Bush tries to change the rules on his way out


"Within the next 50 years or so that population of polar bears could decline by approximately two-thirds," Amstrup told the committee.

The chair of the House committee that heard the testimony said the new drilling would further threaten the polar bears.

But under changes proposed by the Bush administration, testimony like Amstrup's would be irrelevant. Plans for any project on public lands could be approved without considering the impact on endangered wildlife.

"It's basically saying 'we aren't going to consider science, it's all going to be driven by politics,'" Deputy Executive Director of the Sierra Club Bruce Hamilton said. "To come in at the 11th hour and say, 'oh, we forgot to screw the Endangered Species Act before we leave office, let's make sure we do that...'"

Hamilton calls it a disservice to the American public.

Supporters call it sensible because it is scientifically impossible to precisely link any particular source of greenhouse gasses to overall global warming.

"And that precise effect is what the endangered species act requires before a federal project can be stopped under the law," Damien Schiff said.
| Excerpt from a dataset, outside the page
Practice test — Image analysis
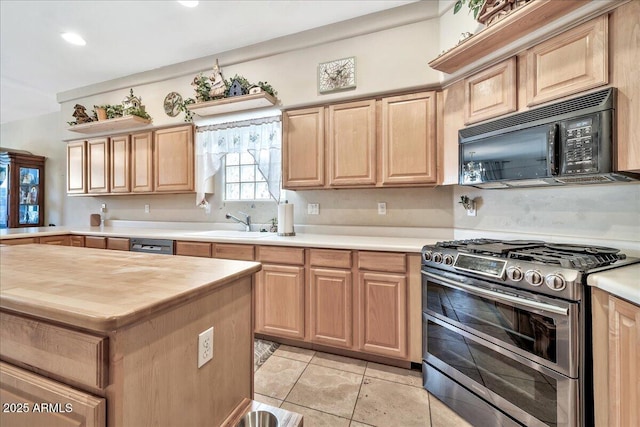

Schiff is an attorney for the Sacramento-based Pacific Legal Foundation, which advocates for private property rights.

Schiff knows that Congress and the incoming administration are lined up against the proposed change. Speaker of the House Nancy Pelosi is already working on a congressional override, which Schiff considers an overreaction.

"I wouldn't doubt Congress would then consider these regulations are actually not nearly as bad as they've been painted to be and therefore are unlikely to be overridden," Schiff said.